‘Transition is inevitable, but justice is not.’ A challenge to social movements in the rich countries

“Clean energy transitions” by rich countries of the global north are producing “a new phase of environmental despoliation of the Global South”, states a manifesto published last week by an alliance of social and environmental organisations.

Protest in Uganda against the East Africa Crude Oil Pipeline project. Photo from the Mothers Rise Up twitter feed

“This decarbonisation of the rich, which is market-based and export-oriented, depends on a new phase of environmental despoliation of the Global South, which affects the lives of millions of women, men and children, not to mention non-human life”, the Manifesto for an Ecosocial Energy Transition says.

Women, especially from agrarian societies, are among the most impacted. In this way, “the Global South has once again become a zone of sacrifice, a basket of purportedly inexhaustible resources for the countries of the North.”

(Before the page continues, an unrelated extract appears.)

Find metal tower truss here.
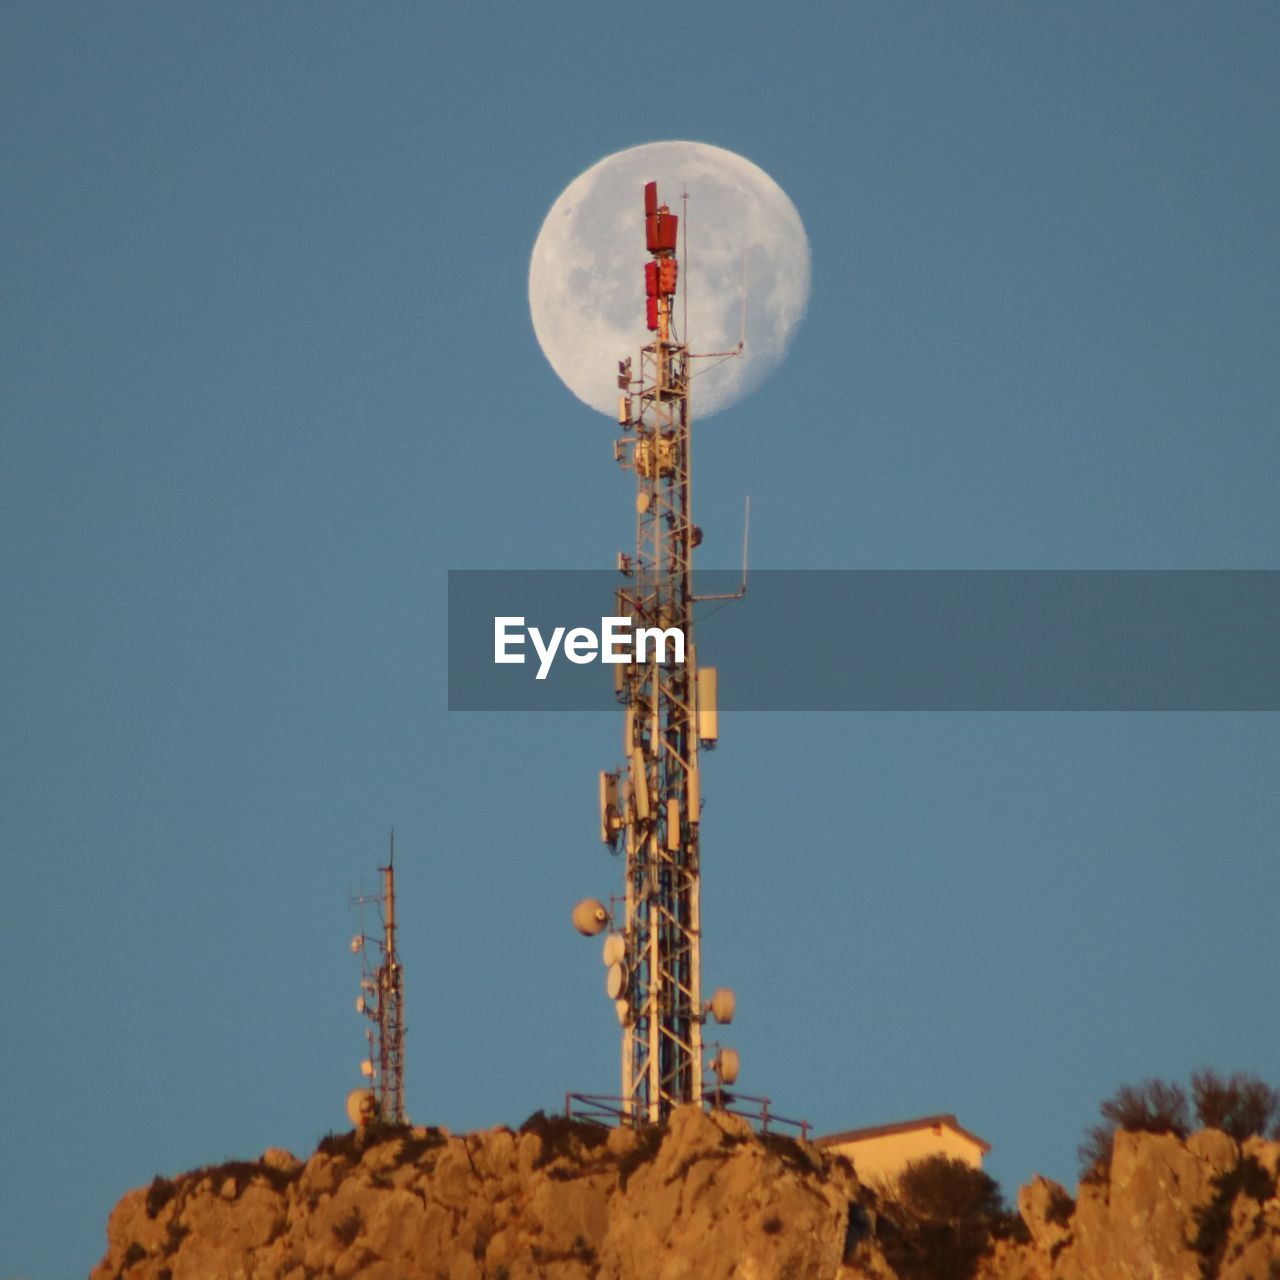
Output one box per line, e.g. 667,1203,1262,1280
593,181,732,1125
351,841,406,1126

As the rich countries secure supply chains for these “clean” transitions, the web of debt and trade agreements in which countries outside the rich world are caught is tightened.

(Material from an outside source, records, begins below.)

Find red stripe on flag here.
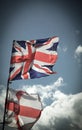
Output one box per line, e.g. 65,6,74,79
7,102,41,118
19,105,41,118
34,64,54,74
11,55,29,63
22,73,29,79
35,52,58,64
22,44,33,78
9,67,22,81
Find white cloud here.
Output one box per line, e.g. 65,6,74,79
0,78,82,130
22,77,64,106
74,45,82,65
54,77,64,87
33,91,82,130
75,45,82,57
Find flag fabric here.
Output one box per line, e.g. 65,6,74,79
9,36,59,81
5,89,42,130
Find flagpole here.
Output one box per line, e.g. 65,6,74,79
2,80,10,130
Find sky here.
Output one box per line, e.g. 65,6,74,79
0,0,82,130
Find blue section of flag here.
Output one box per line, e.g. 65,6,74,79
36,38,49,44
47,42,58,51
17,41,26,49
29,69,48,79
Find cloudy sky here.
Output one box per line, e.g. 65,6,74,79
0,0,82,130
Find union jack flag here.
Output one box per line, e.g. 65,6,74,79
9,36,59,81
6,89,42,130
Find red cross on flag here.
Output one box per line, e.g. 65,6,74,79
5,89,42,130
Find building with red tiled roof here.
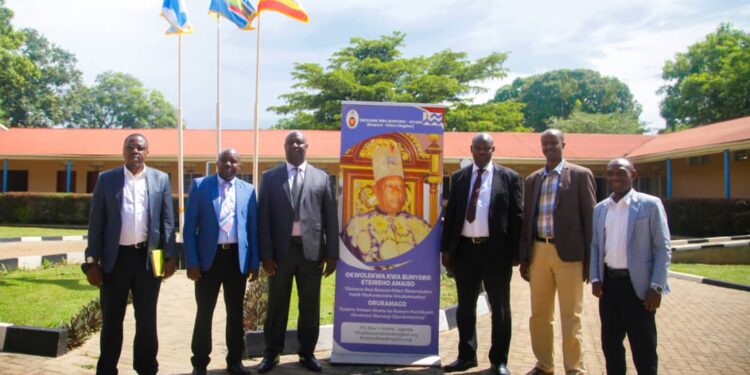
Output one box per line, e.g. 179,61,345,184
1,116,749,199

I hope that social movements and the labour movement in the rich countries will not only sign the manifesto (which you can do here), but also – probably more to the point – think about and discuss what it means for us.

For example, the manifesto states:

Minor changes in the energy matrix are not enough. The entire energy system must be transformed, from production and distribution to consumption and waste. Substituting electric vehicles for internal-combustion cars is insufficient, for the entire transportation model needs changing, with a reduction of energy consumption and the promotion of sustainable options.

Solutions to the interlocking crises we face can not be “solely technological”; they are “above all political”, the manifesto says.

An alternative vision to that of hypocritical governments is needed, the manifesto says. “Transition is inevitable, but justice is not.”

It sets out eight political demands, including:

□ Opposition to the “false solutions” put forward “in the name of a green transition”;

□ “Payment of the ecological debt” through “transfer of funds and appropriate technology” and “sovereign debt cancellation”;

□ Rejection of “the expansion of the hydrocarbon border in our countries” through fracking and offshore projects;

□ Opposition to “green colonialism” in the form of land grabs for solar and wind, indiscriminate mining of minerals, and promotion of technofixes such as blue or grey hydrogen;

□ Protection of environmental and human rights defenders; and

□ Elimination of energy poverty “through alternative, decentralised, equitably distributed projects of renewable energy that are owned and  operated by communities themselves”.

A discussion is needed in social movements in the rich countries about how to bring these issues to the centre of our activity. SP, 13 February 2023.